Early Introduction to Solids Helps Babies Sleep
Babies who are introduced to solid foods early have less sleeping issues, a new study has found.
Under current guidelines from the American Academy of Pediatricians, parents are advised to solely breastfeed their baby until about six months before starting complimentary feeding.
However, according to this new study babies do better if solid food is given earlier, alongside breastmilk.
During the research, conducted by experts at King’s College London and St George’s University of London, 1,300 babies, all three months old, were split into two groups: those who would follow a standard regimen of only breast-feeding until six-months-old, and those who would incorporate solid foods along with breast-feeding. Parents recorded details of their babies’ sleep patterns, answering a monthly online questionnaire until their child reached 12 months of age, and then every three months from then until their child turned three years old.
The results? It turns out, the latter group averaged around two hours more sleep per week and there was also a decrease in the number of middle-of-the-night wake-ups.
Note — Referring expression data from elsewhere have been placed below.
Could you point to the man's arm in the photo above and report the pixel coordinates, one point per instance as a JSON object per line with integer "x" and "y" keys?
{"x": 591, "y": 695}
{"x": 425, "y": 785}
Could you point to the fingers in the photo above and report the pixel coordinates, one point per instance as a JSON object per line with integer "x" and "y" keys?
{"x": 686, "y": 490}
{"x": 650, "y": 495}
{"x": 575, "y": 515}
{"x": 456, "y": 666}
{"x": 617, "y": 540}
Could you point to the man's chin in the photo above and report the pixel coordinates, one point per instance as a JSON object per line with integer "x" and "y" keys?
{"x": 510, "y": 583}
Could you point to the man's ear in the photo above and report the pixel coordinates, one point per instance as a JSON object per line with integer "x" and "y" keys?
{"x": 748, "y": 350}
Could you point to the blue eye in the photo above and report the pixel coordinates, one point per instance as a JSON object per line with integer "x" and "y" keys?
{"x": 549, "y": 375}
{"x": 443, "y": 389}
The authors insisted that improving sleep from an early age would help long term health, reducing risk of obesity and diabetes, while the better babies sleep, the better their parents’ quality of life and mental health.
At Little Foodie Club, we introduce babies from as early as four months to solids with our 21 Days To Solids transitioning plan. However, we always encourage responsive feeding, meaning that parents watch the baby rather than the calendar to ensure their little one is ready for solids.
A baby should be at least four months old and have his or her doubled birth weight before starting solids. Other key signs of readiness include the ability to sit and hold head up unassisted, the ability to keep solid food in mouth and swallow it and not push it out with the tongue.